Preserve PyObject even when it goes dead by ezyang · Pull Request #56017 · pytorch/pytorch · GitHub has landed to master. This PR makes it so that we never deallocate the PyObject representing a Tensor, unless the Tensor itself is truly dead. This makes the behavior of
__dict__ on Tensor objects more predictable (no more “losing” this information if a Tensor becomes temporarily inaccessible from Python, but not from C++).
Although we have done our best to test our change, this is a core change to a very important part of PyTorch, so there is always risk involved. Based on the bugs we fixed while this patch is in development, there is one aspect of this patch which is most likely to break things.

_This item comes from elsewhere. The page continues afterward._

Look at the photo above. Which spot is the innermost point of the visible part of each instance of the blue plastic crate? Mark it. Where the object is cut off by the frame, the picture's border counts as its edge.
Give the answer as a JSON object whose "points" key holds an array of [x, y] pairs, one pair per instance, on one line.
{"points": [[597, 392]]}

If a C++ tensor outlives the Python tensor, the C++ destructor will take out the Python GIL in order to deallocate the PyObject. This can cause deadlocks, if the destructor for a Tensor runs in a context where another thread that holds the GIL is blocked on the thread doing the destruction. It is generally a bad idea to block while holding onto locks, but in preparation of this patch we had to fix a few occurrences of this: https://github.com/pytorch/pytorch/pull/57029 https://github.com/pytorch/pytorch/pull/56817 . The codepaths that are most likely to get in trouble are related to distributed; however, I have already landed logic to report errors when those destructors block while holding the GIL Assert that GIL is not held in blocking destructors by ezyang · Pull Request #57030 · pytorch/pytorch · GitHub and audited most other sites. We may have missed something though!
Please let me know if you think you’re seeing anything new that looks related to this.